In Search for Architectures and Loss Functions in Multi-Objective Reinforcement Learning
Mikhail Terekhov, Caglar Gulcehre
TL;DR
The paper tackles MORL by proposing Dynamic MORL (DMORL), which conditions a single policy on objective weights α ∈ Δ_K to cover the Pareto front. It introduces two on-policy methods, MOPPO (multi-objective PPO) and MOA2C, and studies three actor-critic architectures (Multi-body, Merge net, Hypernetwork) with PopArt normalization and entropy-control to stabilize learning. Through experiments on MO-Gym benchmarks Deep Sea Treasure, Minecart, and Reacher, MOPPO generally achieves higher hypervolume and better Pareto-front coverage than baselines like Pareto Conditioned Networks and Envelope Q-learning, especially in stochastic settings.
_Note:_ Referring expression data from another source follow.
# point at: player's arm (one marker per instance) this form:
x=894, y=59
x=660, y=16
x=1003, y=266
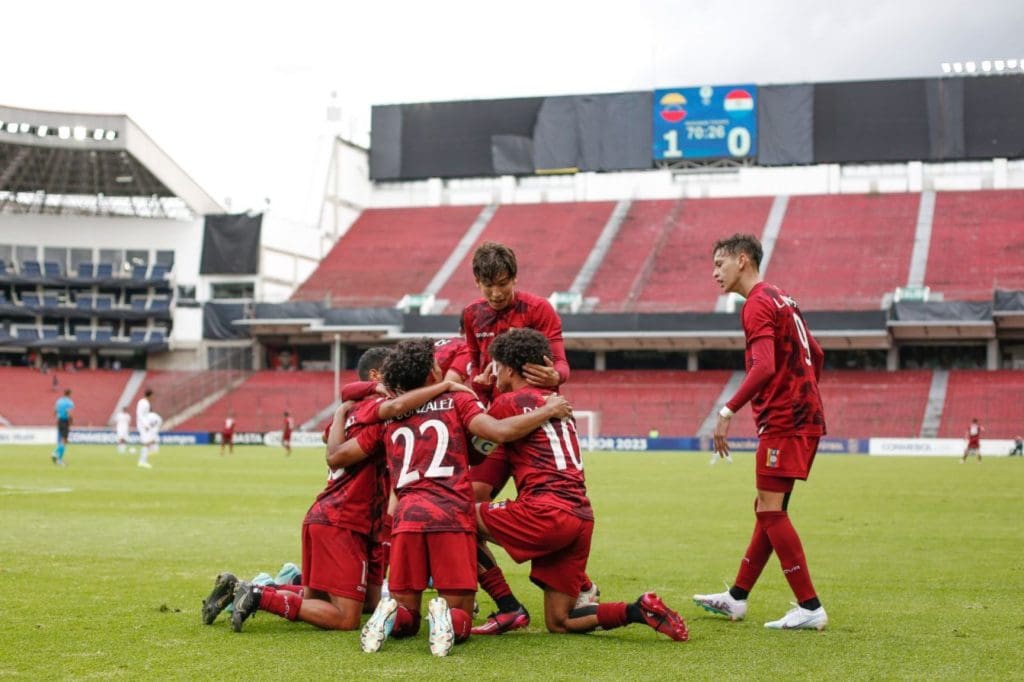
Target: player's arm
x=519, y=426
x=555, y=370
x=417, y=397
The work provides practical insights for building scalable, architecture-aware MORL systems, while noting limitations such as reliance on linear scalarization and the absence of theoretical convergence guarantees.
Abstract
Multi-objective reinforcement learning (MORL) is essential for addressing the intricacies of real-world RL problems, which often require trade-offs between multiple utility functions. However, MORL is challenging due to unstable learning dynamics with deep learning-based function approximators. The research path most taken has been to explore different value-based loss functions for MORL to overcome this issue. Our work empirically explores model-free policy learning loss functions and the impact of different architectural choices. We introduce two different approaches: Multi-objective Proximal Policy Optimization (MOPPO), which extends PPO to MORL, and Multi-objective Advantage Actor Critic (MOA2C), which acts as a simple baseline in our ablations. Our proposed approach is straightforward to implement, requiring only small modifications at the level of function approximator. We conduct comprehensive evaluations on the MORL Deep Sea Treasure, Minecart, and Reacher environments and show that MOPPO effectively captures the Pareto front. Our extensive ablation studies and empirical analyses reveal the impact of different architectural choices, underscoring the robustness and versatility of MOPPO compared to popular MORL approaches like Pareto Conditioned Networks (PCN) and Envelope Q-learning in terms of MORL metrics, including hypervolume and expected utility.